Standing next to my 2004 Harley Davidson V-Rod last Friday the day after getting home to Texas.  Good to be on the road again!

Standing next to my 2004 Harley Davidson V-Rod last Friday the day after getting home to Texas. Good to be on the road again!


I expect to be here about 4-6 weeks all together. During my last week in Puerto Galera my Hollis DG-03 Dive Computer malfunctioned. It didn’t want to surface from a dive! I understand not wanting to come up, but unlike my dive computer I don’t have a choice when the air in my tank runs low :)) The computer was locking up at 3 feet. I managed to get it to clear a few times, but it kept doing it again so I broke down and borrowed a dive computer from Rick.

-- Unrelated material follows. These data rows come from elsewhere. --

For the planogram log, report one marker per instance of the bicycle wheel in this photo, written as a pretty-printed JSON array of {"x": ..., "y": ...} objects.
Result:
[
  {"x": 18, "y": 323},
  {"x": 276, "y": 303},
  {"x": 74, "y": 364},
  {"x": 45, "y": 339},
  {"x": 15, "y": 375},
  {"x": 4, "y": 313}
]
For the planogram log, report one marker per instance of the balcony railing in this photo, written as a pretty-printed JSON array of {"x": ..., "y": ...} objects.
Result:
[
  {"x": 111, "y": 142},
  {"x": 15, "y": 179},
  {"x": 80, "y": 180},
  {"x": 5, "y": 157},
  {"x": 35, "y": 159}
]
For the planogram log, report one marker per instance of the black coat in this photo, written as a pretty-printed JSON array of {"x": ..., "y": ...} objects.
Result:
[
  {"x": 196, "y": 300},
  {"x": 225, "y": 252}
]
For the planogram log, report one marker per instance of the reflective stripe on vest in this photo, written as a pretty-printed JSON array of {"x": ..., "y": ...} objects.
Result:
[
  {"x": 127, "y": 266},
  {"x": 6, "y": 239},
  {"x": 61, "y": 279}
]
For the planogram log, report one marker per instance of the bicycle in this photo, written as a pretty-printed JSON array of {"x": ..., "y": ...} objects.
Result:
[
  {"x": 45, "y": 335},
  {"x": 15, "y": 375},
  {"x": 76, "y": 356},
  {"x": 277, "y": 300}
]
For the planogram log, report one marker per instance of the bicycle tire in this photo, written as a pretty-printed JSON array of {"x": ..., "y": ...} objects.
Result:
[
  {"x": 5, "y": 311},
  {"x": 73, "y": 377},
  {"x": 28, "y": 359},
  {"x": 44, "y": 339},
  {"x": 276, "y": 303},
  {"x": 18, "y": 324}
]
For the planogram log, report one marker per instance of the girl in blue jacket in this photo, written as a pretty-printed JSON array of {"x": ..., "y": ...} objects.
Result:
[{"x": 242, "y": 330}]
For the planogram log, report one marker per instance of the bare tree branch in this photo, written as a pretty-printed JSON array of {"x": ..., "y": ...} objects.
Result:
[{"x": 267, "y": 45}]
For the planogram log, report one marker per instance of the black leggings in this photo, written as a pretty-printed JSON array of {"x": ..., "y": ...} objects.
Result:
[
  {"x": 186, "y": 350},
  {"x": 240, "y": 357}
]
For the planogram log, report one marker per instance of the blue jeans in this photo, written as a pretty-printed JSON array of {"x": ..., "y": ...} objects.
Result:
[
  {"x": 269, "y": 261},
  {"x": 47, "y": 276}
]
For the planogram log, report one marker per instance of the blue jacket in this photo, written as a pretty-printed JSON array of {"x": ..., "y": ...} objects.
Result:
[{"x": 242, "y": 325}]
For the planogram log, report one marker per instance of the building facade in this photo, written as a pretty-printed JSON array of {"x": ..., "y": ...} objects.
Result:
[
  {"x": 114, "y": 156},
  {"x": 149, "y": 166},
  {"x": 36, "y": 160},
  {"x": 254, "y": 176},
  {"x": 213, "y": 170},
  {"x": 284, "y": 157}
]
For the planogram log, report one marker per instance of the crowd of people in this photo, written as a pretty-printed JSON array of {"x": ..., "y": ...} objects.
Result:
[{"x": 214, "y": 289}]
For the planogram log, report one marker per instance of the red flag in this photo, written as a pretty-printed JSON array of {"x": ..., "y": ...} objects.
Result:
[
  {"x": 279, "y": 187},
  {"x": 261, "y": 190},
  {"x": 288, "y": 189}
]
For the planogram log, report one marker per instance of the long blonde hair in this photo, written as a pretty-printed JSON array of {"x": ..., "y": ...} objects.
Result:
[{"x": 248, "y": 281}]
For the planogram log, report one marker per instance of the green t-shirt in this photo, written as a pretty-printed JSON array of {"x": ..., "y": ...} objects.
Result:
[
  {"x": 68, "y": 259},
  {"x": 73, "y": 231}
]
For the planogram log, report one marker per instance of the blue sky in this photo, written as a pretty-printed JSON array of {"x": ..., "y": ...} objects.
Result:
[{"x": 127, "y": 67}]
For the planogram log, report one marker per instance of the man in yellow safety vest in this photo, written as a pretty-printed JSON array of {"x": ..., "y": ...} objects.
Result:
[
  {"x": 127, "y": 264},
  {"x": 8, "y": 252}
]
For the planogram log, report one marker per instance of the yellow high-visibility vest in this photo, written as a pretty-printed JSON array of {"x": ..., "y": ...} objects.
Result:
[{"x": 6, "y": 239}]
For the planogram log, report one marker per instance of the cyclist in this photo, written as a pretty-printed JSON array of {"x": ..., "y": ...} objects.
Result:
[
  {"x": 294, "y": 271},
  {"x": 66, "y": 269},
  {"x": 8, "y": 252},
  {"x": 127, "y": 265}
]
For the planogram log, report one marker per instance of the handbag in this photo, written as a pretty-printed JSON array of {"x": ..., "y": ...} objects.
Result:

I contacted the folks at Hollis this week and explained the problem and it’s been sent back to the factory for service. Since it’s less than two years old it will be covered under warranty so my only expense was postage to the factory. Surprisingly, they expect only a 10 day turnaround so I’m quite happy about that!

My Dive Rite RG-3500 regulators happened to be due for service also. With over a 100 dives in the Philippines in the last year, it seemed like a good time to get that taken care of as well. I’ve owned these regulators since 2009 and although they’ve been discontinued, they continue to give me good service! My setup consists of a RG3500 1st Stage and two RG-3500 2nd Stages. I use miflex hoses, with my primary on a 5 foot hose and my secondary on a short hose I wear on a necklace. I’ll be dropping them off at Sea Sports Scuba in Cypress, Texas which is about a half hour from where I’m staying with family while I’m in Texas. They estimated about a 2 week turnaround. Parts have to be ordered.

I dive an Oxycheq Mach V Extreme Wing on a Dive Rite SS back plate. This is basically a wreck diving setup. I’m Wreck and Cavern certified and was thinking at the time I bought the gear that I might get into Tech Diving. I’ve since chosen not too as I don’t think it’s something I would do often enough to justify the expense. Who knows though, I still might do it at some point. In the meantime, it’s still a good setup for the limited penetrations I do and I like the streamlined feel of it 🙂

The bladder developed a leak which I noticed in Puerto Galera. The wing is over 7 years old with 100’s of dives on it. I initially thought about replacing the bladder as the best option, but instead I’m going to try patching it with AquaSeal. The bladder isn’t ripped or torn (difficult to do with the Extreme Wing because of the Armored Extreme Explorer Fabric used for the outer shell) It’s very tough and was a big reason why I chose the this particular wing. It’s just a pinhole leak so it should be fine I think with AquaSeal.

No reason not to take care of some diving related stuff while I’m here 🙂 I’m hoping to be out of here and on my way back to the Philippines by the 1st week of November. I’ll keep you all posted!